Tsutsui também reservou espaço para fazer alguns comentários sobre outra estratégia iniciada em 2022 e que promete ter grandes reflexos a partir desse ano: a combinação dos negócios do Fleury com o grupo Hermes Pardini, que, caso seja aprovada, irá demandar um grande esforço de integração.

“Estamos seguindo com todo cuidado para não ter nenhuma questão com o Cade, mas já temos times das duas empresas focados em planejar essa integração”, afirmou. “De tal forma que, quando tivermos a aprovação e fizermos o closing, possamos ser rápidos e capturar as sinergias.”

Copa e sazonalidade

Entre outubro e dezembro, o lucro líquido do Fleury recuou 56,3% na comparação com igual período de 2021, para R$ 31 milhões. No ano consolidado de 2022, também houve queda, de 12%, para R$ 307,9 milhões.

A receita líquida no trimestre teve um avanço de 9,5%, para R$ 1,1 bilhão, e, em 2022, de 15,1%, para R$ 4,8 bilhões. O Ebitda trimestral ficou em R$ 232,7 milhões, um desempenho 11,2% inferior em relação ao mesmo intervalo de 2021. No ano, a alta foi de 12,7%, para R$ 1,1 bilhão.

Nos últimos três meses de 2022, a margem Ebtida foi de 20,9%, contra 25,8%, um ano antes. O grupo encerrou o exercício com uma margem Ebtida anual de 26,7%, um recuo de 61 pontos base em relação a 2021, quando o indicador mostrou o patamar de 27,3%.

O grupo atribui a piora em parte dos indicadores ao impacto da realização da Copa do Mundo e a retomada da sazonalidade das festas de fim de ano, fatores que reduziram os dias de atendimento a clientes.

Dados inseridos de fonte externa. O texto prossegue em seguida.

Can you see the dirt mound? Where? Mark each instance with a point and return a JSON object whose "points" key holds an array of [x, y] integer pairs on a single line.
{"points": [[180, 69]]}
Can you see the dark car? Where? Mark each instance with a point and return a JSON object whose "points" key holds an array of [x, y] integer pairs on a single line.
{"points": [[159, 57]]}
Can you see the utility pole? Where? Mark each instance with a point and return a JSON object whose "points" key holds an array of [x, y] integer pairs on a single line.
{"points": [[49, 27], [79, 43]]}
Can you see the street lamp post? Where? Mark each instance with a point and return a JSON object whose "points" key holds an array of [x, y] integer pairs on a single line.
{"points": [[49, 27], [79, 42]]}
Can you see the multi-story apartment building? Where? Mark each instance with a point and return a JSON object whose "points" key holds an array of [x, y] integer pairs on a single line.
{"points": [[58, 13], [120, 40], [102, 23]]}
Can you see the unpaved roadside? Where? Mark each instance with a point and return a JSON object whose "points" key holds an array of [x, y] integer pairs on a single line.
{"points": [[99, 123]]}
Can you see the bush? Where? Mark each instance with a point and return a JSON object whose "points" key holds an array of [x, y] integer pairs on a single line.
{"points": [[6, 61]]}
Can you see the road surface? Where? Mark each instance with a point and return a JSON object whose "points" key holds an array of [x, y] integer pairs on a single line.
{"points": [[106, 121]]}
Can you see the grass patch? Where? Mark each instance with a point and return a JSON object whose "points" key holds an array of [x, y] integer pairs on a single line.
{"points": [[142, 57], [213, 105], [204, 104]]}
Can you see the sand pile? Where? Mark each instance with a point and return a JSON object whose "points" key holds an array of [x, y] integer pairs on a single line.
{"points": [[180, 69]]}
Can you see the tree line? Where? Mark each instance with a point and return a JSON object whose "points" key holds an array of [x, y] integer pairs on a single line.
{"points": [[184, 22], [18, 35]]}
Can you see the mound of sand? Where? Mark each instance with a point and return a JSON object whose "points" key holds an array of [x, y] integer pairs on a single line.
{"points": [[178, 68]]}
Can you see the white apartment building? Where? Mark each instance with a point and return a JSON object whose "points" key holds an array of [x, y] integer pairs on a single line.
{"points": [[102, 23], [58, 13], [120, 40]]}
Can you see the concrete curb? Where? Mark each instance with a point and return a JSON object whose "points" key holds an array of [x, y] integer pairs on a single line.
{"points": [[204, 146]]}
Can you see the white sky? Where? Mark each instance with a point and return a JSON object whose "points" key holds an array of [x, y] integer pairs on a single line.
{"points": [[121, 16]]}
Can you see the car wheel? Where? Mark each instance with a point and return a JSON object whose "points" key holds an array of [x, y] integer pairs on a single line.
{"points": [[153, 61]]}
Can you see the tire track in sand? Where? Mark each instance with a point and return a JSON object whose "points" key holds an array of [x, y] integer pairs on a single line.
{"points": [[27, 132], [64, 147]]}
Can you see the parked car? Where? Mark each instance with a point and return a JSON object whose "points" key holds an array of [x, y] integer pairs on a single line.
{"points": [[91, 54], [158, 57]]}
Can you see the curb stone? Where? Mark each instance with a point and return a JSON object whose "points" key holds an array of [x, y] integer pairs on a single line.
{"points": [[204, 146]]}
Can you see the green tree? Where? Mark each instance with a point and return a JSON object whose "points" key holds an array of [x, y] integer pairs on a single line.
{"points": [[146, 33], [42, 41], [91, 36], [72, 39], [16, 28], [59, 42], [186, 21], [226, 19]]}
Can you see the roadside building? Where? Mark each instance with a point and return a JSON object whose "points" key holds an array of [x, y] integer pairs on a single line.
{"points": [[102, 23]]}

Em relatório, o Credit Suisse ressaltou que os resultados operacionais foram importantes para fazer frente a questões como a elevação das taxas de juros e endividamento adicional da operação, em virtude das aquisições, componente que foi amenizado com o aumento de capital. Mas ressaltou:

“É cedo para dizer se a queda de volume no quarto trimestre versus o terceiro trimestre foi limitada à sazonalidade ou pode incluir também uma normalização progressiva da frequência nos diagnósticos”, escreveram os analistas Maurício Cepeda e Pedro Caravina, com recomendação neutra e preço-alvo de R$ 16 para a ação.

Os papéis do Fleury estavam sendo negociados com queda de 0,81% por volta das 13h. No ano, as ações do grupo, avaliado em R$ 5,4 bilhões, registram uma desvalorização de 4,7%.